14th Mar 2019
What is the best way to travel with a dual passport?
Author: Ben Hocking
What is the best way to travel with a dual passport?

Lee is travelling to the USA with a dual passport and wants to know the best approach to minimise his time at the airport.


Q. Lee
I am hoping to visit the USA next year. While I can/should use my Aussie passport to leave Australia, if I want to avoid the longer wait and standing up when I arrive, I’d rather enter with my US passport (especially with the tighter, more suspicious Trump Government). I would then do the opposite returning.

However, that means that I will have an Aussie passport showing that I left Australia, but never landed anywhere when I return to Australia. The opposite would be that I arrive in the US with the US passport, not having left any place to arrive in the USA!

The last time I did the trip, I believe that’s what I did, and showed both passports at all airports. What do you think?

A. Having dual citizenship is a great bonus for a traveller, but there are important protocols that you should know and follow.

Dual citizens should always use the same passport to enter and exit a country. According to Australia’s Department of Foreign Affairs and Trade’s Smart Traveller service, all Australians, including dual nationals, should leave and enter Australia on their Australian passport.

If you are entering the USA, you can use your US passport – but you should then also use it when you are leaving that country.

International airlines have a legal obligation to ensure passengers have appropriate documentation for Australia – and for Australian citizens that means a passport. So, ensure that you always carry both passports with you when you travel.

If you are travelling to countries other than the USA, you can choose whichever passport you think is best to use in that country. Do some research to find out what visa fees might apply to each nationality, or if there are any likely difficulties or restrictions that might apply, and choose accordingly.

Be aware that if you encounter any difficulties while travelling outside the countries for which you hold citizenship, the passport you have entered the country on will determine who you should turn to for any consular advice or assistance.

More information: www.smartraveller.gov.au

Have you encountered any passport problems when you have been travelling?

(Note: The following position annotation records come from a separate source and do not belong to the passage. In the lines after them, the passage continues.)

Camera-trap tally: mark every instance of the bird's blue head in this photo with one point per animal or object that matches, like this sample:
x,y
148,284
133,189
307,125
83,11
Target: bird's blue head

    To make a comment, please register or login
    Cowboy Jim
    16th Mar 2019
    Ben's answer is right on the money. That is the way it works for me in Europe. Have a European passport and an Aussie one. Leave here on Aussie, enter Europe with theirs and avoid all those stamps you would get in your Aussie one and thus the passports have more pages for visas you cannot avoid. Most visas now use a full page and then half a page for entry and departure. Just remember to put in the correct nationality when having to fill in immigration forms.
    16th Mar 2019
    I've had dual UK/Aussie citizenship since the 1980s and always use by British passport to enter the UK but my Aussie one to come home and I've never had a problem. I always put my citizenship, on any forms, as Australian too and have never been questioned. My UK passport used to be useful for Europe as I could travel freely - how much longer, I wonder?
    Cowboy Jim
    16th Mar 2019
    For holiday makers it will make no difference, permanent stayers and work permits will be different altogether. That is what Brexit is all about - nothing to do with holidaying Aussies. People try to keep the cheaper workers out of the UK as locals are struggling getting a job - look at the areas in favor of Brexit.
    16th Mar 2019
    It's handy to have a UK passport in South America. No entry fee when you enter Chile ($100+ for Aussie), and you don't need a visa to pop over the border from Argentina to Brazil at Iguaza Falls. My wife (Aussie) stayed in the car & nobody worried - it seems to be accepted practice but I guess only works if you are in Brazil for just a few hours.